Magnetoelectric correlations in BiMnO$_3$ whithin Landau theory: comparison with experiment

TL;DR

This paper develops a Landau theory model for magnetoelectric correlations in BiMnO$_3$, explaining experimental observations and predicting how coupled magnetic and ferroelectric order parameters behave near phase transitions.

Contribution

It introduces a coupled two-order-parameter Landau model for BiMnO$_3$ and compares its predictions with experimental data, including susceptibility and coherence length.

Findings

Magnetoelectric coupling significantly renormalizes the magnetic transition temperature.

The model predicts an additional anomaly in the ferroelectric subsystem.

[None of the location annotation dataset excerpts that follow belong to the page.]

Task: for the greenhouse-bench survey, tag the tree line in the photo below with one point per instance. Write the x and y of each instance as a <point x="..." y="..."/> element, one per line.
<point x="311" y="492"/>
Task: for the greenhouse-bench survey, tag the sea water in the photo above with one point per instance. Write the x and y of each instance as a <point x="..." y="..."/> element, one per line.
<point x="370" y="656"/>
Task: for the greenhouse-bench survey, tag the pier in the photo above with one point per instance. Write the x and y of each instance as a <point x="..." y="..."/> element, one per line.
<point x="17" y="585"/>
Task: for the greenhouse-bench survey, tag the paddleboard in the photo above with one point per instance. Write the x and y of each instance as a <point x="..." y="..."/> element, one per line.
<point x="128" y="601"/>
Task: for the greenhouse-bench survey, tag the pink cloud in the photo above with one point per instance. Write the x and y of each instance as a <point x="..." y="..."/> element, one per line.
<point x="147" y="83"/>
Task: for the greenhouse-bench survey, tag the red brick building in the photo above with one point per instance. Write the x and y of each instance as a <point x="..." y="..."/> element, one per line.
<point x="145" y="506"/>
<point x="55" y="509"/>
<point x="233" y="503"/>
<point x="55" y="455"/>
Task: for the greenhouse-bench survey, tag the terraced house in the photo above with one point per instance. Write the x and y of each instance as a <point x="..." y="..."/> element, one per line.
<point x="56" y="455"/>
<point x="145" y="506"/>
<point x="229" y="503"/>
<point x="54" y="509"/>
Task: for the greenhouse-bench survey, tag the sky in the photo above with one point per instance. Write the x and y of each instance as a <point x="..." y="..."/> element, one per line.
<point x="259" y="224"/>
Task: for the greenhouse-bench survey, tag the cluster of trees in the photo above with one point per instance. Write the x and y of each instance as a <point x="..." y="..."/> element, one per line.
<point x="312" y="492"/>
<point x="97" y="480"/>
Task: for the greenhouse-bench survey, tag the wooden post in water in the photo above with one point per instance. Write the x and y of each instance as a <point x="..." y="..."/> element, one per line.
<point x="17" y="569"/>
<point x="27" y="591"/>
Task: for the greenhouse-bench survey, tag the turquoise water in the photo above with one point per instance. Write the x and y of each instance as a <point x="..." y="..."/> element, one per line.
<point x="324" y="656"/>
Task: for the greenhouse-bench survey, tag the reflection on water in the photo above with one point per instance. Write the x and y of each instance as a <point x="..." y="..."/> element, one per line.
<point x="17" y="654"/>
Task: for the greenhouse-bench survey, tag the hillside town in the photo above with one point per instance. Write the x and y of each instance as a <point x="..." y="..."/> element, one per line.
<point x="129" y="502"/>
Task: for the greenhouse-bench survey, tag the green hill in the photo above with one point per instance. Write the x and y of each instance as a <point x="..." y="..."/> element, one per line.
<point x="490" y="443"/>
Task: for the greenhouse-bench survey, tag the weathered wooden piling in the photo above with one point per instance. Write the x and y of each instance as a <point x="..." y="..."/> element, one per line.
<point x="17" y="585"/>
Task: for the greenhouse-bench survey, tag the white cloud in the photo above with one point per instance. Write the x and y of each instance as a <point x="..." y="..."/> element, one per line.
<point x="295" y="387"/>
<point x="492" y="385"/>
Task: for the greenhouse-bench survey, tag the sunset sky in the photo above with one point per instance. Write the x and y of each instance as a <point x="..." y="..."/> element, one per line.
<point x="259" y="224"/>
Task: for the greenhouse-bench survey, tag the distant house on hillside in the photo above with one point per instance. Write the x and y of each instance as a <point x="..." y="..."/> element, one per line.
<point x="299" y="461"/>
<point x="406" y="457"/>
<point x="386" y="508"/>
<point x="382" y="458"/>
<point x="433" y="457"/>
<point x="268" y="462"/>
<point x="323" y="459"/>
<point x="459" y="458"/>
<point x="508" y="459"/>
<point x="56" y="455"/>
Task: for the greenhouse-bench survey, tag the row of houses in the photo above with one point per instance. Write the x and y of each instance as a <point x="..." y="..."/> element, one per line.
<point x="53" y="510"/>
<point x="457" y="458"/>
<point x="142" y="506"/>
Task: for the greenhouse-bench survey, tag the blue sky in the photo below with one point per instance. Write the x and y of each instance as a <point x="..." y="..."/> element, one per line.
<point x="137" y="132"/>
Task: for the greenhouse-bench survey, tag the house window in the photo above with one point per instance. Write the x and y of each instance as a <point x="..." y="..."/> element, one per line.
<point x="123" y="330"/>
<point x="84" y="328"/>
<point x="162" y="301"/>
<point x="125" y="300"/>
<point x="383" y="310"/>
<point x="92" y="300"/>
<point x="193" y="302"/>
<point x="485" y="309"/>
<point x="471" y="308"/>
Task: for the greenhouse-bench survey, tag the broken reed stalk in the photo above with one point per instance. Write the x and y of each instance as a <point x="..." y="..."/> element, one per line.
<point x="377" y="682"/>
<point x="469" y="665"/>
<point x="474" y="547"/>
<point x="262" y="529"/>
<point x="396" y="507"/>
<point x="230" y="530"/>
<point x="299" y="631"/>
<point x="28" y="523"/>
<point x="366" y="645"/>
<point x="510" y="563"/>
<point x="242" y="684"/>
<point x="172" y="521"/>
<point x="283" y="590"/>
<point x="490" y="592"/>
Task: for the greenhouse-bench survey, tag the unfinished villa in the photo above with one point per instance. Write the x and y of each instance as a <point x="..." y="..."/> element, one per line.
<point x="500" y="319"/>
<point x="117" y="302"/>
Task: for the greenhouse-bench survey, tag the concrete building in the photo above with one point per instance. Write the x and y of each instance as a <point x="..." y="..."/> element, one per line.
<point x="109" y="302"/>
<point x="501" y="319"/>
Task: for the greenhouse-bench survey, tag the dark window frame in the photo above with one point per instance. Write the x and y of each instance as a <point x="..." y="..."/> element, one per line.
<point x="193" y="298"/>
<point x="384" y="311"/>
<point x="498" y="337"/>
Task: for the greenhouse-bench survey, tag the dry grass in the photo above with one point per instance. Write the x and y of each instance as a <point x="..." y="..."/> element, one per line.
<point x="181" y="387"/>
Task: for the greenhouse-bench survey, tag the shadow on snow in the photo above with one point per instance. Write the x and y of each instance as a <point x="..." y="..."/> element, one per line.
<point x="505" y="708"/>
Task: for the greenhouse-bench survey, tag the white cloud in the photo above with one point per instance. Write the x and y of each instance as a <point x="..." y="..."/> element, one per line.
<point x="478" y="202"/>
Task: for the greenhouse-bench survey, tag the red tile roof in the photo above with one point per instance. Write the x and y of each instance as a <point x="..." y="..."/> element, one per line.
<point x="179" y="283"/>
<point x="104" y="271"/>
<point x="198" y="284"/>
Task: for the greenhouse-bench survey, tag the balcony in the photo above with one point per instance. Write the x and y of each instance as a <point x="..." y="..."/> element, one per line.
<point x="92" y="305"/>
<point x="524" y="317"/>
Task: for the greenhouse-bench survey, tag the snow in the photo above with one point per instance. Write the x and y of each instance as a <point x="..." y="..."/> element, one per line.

Results show good agreement with experimental data for BiMnO$_3$.

Abstract

We discuss a simple phenomenological Landau theory of phase transitions with two coupled single-component order parameters and compare the results with available experimental data. The model corresponds to the case of a ferroic system, in which ferromagnetic and ferroelectric transitions originally occur at temperatures $T_M$ and $T_f$, respectively. For $T_f>T_M$ the magnetoelectric coupling strongly renormalizes the magnetic transition temperature, $T_M\to T_{RM}$ (with $T_{RM}>>T_M$), as well as generates an additional anomaly in ferroelectric subsystem $T_{RM}$. Full susceptibility tensor has also been determined. The concept of \textit{Arrot plot} is replaced by the \textit{Arrot planes} which appear when both types of order coexist. The results are in good overall agreement with experimental data for the ferroelectromagnetic BiMnO$_3$. We also estimate the contribution of Gaussian fluctuations of both order parameters, that lead to corrections to the mean-field specific heat. Those corrections are still insufficient even though other quantities agree quite well with experiment. We calculate the temperature dependence of the coherence length for both types of order as well.